I’m reading Erik Larson’s The Devil in the White City, which recounts the creation of the 1893 World’s Columbian Exposition in Chicago and the parallel story of H.H. Holmes, a serial killer who preyed on women drawn to the fair. Larson explains how important the expo was to the United States, which at the time was an emerging power and the factory to the world. He quotes journalist Richard Harding Davis, who called the exposition, “the greatest event in the history of the country since the Civil War.” For Chicago, the expo served as a bold marker asserting its role as a center of architectural innovation and the birthplace of the skyscraper. Civic leaders desperately wanted to show they had built a powerful new city after the Great Fire of 1871 and offered more than just the country’s largest slaughterhouses. The book’s subtitle—Murder, Magic, and Madness at the Fair that Changed America—underlines the lasting significance of the expo.

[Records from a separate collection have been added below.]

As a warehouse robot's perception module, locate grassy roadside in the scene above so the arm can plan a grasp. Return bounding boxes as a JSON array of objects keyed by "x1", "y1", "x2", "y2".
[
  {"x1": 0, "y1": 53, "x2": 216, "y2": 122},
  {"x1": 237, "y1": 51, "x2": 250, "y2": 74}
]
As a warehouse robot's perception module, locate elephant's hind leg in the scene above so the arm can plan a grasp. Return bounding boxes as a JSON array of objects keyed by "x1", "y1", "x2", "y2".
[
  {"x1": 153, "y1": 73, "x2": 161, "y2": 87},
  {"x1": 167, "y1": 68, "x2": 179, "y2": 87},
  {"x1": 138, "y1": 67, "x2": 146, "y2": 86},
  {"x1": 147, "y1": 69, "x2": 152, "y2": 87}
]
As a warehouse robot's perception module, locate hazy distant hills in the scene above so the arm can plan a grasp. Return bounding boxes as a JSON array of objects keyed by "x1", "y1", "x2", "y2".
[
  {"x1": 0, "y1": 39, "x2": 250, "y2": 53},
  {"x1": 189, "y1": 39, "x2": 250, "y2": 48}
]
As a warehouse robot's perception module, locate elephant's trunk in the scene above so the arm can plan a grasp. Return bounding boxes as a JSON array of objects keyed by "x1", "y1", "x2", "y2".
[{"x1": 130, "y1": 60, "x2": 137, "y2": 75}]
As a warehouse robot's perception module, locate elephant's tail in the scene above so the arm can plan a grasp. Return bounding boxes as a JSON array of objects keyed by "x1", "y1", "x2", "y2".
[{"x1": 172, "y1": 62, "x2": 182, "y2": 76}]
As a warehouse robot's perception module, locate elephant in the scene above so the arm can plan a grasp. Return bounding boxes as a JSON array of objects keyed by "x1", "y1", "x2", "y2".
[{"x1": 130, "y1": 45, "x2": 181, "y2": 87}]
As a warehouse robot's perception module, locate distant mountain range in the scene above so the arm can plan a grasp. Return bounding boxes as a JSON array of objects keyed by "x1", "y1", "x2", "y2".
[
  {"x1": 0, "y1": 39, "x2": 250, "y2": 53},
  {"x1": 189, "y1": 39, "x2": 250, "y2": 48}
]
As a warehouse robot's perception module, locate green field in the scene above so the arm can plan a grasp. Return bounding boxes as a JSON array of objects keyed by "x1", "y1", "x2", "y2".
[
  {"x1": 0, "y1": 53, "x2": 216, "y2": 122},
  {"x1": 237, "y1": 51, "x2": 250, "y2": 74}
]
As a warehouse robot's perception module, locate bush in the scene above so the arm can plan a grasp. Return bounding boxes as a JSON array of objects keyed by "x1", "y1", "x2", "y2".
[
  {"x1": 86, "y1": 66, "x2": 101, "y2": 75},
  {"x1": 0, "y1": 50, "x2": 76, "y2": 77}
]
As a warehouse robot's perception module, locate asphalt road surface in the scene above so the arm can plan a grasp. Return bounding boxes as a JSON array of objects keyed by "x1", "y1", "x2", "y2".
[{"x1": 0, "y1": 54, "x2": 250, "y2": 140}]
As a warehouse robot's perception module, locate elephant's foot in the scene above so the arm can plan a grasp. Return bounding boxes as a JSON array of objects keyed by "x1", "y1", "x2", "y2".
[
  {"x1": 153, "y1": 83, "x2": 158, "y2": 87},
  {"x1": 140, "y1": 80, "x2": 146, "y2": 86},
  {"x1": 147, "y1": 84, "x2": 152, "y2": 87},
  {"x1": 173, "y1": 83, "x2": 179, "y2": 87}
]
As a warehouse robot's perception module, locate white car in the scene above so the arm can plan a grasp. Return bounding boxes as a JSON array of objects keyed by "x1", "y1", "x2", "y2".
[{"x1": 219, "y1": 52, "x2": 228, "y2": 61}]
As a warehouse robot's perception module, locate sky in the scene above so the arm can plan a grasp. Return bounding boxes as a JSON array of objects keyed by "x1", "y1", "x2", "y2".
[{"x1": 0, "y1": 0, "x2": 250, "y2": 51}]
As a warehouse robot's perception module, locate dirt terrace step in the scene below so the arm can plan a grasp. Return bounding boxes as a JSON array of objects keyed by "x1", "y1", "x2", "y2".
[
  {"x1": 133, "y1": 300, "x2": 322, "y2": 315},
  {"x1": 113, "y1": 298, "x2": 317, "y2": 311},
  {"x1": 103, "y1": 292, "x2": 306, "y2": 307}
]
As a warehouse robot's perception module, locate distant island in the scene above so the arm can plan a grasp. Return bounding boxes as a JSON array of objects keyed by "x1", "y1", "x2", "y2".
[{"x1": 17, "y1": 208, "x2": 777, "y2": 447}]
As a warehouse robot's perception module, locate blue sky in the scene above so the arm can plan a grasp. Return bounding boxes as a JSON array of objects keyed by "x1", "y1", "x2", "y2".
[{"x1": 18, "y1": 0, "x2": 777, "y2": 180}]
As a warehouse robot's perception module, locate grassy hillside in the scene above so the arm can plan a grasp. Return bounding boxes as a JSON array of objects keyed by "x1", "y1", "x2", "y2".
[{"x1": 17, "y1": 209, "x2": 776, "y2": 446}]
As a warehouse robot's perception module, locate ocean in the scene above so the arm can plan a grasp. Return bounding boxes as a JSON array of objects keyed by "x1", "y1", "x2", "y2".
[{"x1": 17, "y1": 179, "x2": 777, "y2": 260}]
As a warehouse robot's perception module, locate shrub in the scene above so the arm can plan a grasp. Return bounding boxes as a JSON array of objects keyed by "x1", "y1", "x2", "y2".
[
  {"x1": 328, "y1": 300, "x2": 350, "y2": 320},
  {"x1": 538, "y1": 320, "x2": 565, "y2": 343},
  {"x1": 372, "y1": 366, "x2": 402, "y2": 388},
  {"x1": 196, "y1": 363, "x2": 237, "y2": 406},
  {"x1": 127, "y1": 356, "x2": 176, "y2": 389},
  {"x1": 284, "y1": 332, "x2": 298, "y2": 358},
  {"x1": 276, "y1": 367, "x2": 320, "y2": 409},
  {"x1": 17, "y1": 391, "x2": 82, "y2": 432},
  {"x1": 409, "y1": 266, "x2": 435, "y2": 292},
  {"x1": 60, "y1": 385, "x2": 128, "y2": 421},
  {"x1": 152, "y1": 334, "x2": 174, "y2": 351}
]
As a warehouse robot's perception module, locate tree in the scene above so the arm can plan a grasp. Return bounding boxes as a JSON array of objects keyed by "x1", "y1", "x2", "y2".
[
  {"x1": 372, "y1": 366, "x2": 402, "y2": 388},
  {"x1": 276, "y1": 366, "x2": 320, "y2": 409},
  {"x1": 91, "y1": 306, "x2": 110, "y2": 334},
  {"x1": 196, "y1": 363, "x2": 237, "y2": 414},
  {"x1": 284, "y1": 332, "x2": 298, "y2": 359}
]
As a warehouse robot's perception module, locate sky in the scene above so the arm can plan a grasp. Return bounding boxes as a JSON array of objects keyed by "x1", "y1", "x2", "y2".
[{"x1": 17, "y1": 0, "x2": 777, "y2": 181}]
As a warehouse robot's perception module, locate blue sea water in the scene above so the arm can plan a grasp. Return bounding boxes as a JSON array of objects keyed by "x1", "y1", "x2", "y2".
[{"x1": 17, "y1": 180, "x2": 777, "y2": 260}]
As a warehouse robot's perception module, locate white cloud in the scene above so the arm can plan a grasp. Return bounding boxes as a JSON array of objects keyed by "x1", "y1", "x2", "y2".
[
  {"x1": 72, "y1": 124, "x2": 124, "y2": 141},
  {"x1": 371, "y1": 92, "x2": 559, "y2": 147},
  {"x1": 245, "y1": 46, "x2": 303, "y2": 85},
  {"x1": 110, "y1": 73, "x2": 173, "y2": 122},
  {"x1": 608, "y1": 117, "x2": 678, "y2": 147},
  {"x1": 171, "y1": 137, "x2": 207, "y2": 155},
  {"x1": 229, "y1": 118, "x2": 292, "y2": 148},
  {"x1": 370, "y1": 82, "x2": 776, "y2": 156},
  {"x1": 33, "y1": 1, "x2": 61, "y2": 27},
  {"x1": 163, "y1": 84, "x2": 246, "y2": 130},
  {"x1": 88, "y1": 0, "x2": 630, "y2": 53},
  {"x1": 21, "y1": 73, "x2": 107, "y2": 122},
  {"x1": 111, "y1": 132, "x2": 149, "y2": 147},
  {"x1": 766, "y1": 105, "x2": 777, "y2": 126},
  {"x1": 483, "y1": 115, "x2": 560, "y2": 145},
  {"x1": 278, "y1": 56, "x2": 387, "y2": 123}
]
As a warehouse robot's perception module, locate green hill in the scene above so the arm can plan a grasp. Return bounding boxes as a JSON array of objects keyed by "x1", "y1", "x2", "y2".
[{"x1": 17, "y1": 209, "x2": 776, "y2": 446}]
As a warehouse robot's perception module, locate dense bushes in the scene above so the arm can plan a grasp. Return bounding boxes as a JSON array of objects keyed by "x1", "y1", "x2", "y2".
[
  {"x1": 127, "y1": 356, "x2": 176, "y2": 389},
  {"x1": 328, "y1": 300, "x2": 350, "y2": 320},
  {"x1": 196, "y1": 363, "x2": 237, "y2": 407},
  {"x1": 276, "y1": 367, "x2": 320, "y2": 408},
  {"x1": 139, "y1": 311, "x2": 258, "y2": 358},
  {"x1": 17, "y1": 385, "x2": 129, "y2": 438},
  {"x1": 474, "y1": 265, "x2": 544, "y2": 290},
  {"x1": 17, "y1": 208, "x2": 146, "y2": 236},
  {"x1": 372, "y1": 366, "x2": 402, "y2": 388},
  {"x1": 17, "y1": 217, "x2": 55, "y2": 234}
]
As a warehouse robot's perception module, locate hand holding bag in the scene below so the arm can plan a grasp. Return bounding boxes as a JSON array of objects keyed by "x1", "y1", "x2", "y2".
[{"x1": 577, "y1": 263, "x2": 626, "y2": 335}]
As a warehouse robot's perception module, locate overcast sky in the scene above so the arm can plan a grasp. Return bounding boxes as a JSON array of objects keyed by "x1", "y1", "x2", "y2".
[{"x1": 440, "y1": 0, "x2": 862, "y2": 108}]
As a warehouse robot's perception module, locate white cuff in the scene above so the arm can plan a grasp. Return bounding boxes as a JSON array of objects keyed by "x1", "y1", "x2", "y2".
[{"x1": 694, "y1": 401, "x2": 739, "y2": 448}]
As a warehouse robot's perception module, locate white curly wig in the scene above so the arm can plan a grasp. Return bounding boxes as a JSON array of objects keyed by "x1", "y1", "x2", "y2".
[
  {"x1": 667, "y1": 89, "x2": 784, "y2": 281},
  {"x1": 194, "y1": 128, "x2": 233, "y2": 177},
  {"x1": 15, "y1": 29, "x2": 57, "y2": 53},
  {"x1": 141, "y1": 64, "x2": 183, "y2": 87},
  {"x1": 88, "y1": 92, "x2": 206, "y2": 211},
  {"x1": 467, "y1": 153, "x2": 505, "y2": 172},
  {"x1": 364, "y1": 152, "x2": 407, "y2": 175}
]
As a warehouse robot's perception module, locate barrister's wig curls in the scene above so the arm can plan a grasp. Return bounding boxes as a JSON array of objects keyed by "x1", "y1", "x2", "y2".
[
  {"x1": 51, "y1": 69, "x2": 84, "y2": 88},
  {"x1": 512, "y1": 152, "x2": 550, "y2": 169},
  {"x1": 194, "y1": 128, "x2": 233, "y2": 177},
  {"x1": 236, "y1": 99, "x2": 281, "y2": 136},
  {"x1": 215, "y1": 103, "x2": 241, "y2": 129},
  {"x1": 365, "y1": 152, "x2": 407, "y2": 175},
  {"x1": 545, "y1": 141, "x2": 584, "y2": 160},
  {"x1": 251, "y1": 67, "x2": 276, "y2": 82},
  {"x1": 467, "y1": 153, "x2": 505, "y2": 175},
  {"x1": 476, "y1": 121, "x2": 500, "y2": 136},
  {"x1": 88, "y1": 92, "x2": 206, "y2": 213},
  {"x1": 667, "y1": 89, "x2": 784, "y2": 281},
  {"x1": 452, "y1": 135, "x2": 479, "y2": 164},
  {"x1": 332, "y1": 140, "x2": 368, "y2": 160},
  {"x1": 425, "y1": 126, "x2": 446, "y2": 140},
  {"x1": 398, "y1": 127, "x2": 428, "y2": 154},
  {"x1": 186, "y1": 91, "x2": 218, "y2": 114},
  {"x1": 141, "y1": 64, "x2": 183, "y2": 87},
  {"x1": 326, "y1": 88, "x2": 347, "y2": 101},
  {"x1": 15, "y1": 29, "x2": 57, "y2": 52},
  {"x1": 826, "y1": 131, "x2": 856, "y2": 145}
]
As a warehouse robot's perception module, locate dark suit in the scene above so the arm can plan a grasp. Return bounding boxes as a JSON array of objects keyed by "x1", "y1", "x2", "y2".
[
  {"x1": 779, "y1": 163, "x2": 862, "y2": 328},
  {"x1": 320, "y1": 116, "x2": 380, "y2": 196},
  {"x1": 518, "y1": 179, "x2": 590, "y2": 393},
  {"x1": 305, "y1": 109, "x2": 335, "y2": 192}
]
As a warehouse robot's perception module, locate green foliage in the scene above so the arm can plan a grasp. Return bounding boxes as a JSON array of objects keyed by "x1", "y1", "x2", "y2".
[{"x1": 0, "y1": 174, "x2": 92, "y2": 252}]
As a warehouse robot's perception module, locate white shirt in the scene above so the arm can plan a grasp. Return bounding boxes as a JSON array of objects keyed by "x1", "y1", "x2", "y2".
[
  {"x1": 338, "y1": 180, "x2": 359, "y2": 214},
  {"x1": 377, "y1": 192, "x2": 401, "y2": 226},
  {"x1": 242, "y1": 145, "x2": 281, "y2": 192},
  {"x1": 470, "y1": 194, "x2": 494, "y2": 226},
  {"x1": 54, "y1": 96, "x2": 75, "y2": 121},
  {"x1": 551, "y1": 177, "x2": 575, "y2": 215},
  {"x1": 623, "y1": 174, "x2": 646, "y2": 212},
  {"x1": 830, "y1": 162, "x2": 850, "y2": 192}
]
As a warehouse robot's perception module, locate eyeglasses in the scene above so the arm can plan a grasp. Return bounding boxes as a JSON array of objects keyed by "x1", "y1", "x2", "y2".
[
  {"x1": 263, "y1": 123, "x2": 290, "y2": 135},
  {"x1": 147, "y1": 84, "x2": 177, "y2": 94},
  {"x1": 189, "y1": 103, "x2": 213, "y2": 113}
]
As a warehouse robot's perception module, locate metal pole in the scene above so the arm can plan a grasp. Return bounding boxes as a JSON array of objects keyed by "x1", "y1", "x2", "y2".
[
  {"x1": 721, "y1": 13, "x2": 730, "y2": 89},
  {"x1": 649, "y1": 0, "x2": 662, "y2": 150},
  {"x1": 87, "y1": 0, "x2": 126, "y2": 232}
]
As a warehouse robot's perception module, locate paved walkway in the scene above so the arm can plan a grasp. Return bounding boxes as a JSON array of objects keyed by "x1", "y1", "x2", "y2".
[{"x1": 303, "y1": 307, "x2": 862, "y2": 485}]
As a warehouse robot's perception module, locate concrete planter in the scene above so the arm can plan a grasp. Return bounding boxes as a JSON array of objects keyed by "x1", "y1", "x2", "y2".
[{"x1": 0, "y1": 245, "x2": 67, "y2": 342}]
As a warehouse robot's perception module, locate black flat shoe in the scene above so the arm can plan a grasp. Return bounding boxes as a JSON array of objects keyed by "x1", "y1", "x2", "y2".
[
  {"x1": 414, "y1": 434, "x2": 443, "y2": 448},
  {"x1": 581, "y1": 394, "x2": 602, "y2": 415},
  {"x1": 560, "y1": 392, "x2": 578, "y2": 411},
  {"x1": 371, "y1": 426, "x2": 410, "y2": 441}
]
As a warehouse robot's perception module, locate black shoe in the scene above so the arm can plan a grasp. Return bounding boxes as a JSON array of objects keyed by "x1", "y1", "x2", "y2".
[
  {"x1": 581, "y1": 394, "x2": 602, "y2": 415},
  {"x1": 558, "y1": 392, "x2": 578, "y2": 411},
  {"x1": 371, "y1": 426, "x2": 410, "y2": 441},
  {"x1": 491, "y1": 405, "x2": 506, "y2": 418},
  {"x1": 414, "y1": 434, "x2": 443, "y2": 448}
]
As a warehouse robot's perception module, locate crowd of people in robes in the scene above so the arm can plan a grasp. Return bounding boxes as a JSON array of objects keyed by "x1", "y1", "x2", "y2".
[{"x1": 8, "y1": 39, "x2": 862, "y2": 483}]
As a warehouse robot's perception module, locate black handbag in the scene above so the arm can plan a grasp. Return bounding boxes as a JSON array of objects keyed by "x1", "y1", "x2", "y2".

Visiting the 2010 World Expo Shanghai China, I couldn’t help but think of the 1893 Columbian Exposition. Shanghai has spent more than $45 billion erecting the fair on an old industrial site straddling the Huangpu River and building an impressive network of infrastructure (new subway lines, bridges, tunnels, and street improvements) that will pay dividends for at least the next hundred years. Even if you hate the architecture of the expo or think the construction of so many temporary structures belies its green theme, you have to acknowledge the scope of the effort to create the event and the skill summoned to orchestrate it all. (And so far, no one has tried to repeat the gory deeds of H.H. Holmes.)
Crowds flock for shade under the Expo Axis with the China Pavilion in the background.
A lot of us, myself included, turn a wary eye on grand displays of municipal or national self-importance. Is Dubai a better place because it can build a tower much taller than any other in the world? Is Beijing more important because it hosted the most elaborate Olympics ever? Maybe. Maybe not. But both Beijing and Shanghai are using momentary gatherings to invest in infrastructural projects that will contribute to the lives of residents for many decades. Shanghai built five new subway lines leading up to the expo, connecting more of the city in a modern web of mass transit.
Like Barcelona with its Olympics in 1992, Shanghai is using the expo to rebrand itself as a center of creativity and a hub of world commerce. After years of oppression, it is tapping a deep reservoir of energy and talent. So maybe a bit of bragging is in order.